Eis o ingrediente que falta no tempêro do mundo atual. Uma pitada que fosse escreveria na partitura da ganância uma pausa abençoada. Ganância essa, que de tempos em tempos, rege as crises e guerras malsãs que estigmatizam a humanidade e sua história.
A cultura ocidental ancorada no capitalismo, criou um padrão de sucesso pasteurizado que submerge o indivíduo, desde os primeiros anos de vida, em um oceano de consumismo irrefletido, quase sempre fútil, mas, de maior valia para o círculo virtuoso da fortuna material.
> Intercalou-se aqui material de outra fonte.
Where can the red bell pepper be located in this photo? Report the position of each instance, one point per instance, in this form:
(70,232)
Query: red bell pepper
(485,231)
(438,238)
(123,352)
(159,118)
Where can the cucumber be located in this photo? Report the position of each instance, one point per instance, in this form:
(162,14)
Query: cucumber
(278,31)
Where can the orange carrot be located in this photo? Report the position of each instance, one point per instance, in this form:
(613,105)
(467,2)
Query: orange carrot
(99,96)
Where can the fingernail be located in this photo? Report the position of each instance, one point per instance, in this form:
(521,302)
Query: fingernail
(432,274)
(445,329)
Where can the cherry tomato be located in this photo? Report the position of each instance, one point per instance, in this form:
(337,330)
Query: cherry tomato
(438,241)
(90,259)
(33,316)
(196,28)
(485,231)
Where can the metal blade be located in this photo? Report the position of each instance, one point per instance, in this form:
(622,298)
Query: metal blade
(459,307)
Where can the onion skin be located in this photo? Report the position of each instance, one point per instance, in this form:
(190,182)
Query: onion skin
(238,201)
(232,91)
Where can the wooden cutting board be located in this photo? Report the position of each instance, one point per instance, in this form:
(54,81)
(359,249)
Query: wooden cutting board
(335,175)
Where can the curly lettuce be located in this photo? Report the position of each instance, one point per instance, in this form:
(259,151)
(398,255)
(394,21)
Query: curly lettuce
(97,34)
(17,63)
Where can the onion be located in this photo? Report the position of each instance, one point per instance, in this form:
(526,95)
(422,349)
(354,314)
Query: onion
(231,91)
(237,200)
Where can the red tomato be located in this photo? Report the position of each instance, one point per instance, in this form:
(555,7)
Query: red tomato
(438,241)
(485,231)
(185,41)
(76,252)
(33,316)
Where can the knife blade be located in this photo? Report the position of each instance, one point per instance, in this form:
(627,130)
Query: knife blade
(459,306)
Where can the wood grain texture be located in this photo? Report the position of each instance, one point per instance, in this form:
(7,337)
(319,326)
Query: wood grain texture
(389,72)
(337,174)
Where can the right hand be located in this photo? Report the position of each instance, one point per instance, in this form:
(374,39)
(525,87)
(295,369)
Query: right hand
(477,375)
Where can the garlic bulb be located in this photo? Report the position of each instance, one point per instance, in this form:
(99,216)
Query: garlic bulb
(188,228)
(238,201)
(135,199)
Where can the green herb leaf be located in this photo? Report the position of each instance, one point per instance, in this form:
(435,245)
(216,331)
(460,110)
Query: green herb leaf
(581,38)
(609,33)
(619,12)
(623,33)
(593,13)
As dimensões do patrimônio econômico-financeiro são as coordenadas cartesianas que posicionam comparativamente o sucesso pessoal.
Se por um ângulo o consumo é indispensável à sobrevivência dos mercados, conseqüentemente, à do próprio sistema capitalista, por outro, as condições para que todos os atores acessem as mesmas oportunidades não se estabelecem. Cada um por si deve prover os meios de acesso à sociedade de consumo. A história recente mostra que poucos se valem de meios reconhecidamente lícitos.
Os valores humanitários estão abandonados; a Natureza vilipendiada. A luta insana do poder pelo poder, divide a humanidade em três estamentos torpes: os potentados, os miseráveis e os que caminham celeremente em direção à pobreza absoluta. Menos de 5% dos homens detêm mais de 50% da riqueza do mundo.
Bons tempos em que, até à adolescência, se acreditava em Papai Noel, Cegonha, Fadinha do Dente e tantas outras fábulas. Os papéis nas famílias eram bem definidos. À mulher esposa cabiam os afazeres domésticos, entre tantos o de educar filhos. Ao homem esposo o provimento do Lar. Os mais velhos se dedicavam ao cultivo das tradições, dos bons usos e costumes. Aos filhos eram reservadas as brincadeiras e estrepolias nas horas que não se dedicavam aos estudos. A ingenuidade compunha a formação das pessoas como um valor de respeito. Não se desconfiava do semelhante por qualquer motivo de somenos. A palavra empenhada dispensava documentos e contratos. Respeito e consideração com o semelhante não eram atributos de boas maneiras, e sim, princípios de civilidade. Espiritualidade não se confundia com modismos de seitas e filosofias.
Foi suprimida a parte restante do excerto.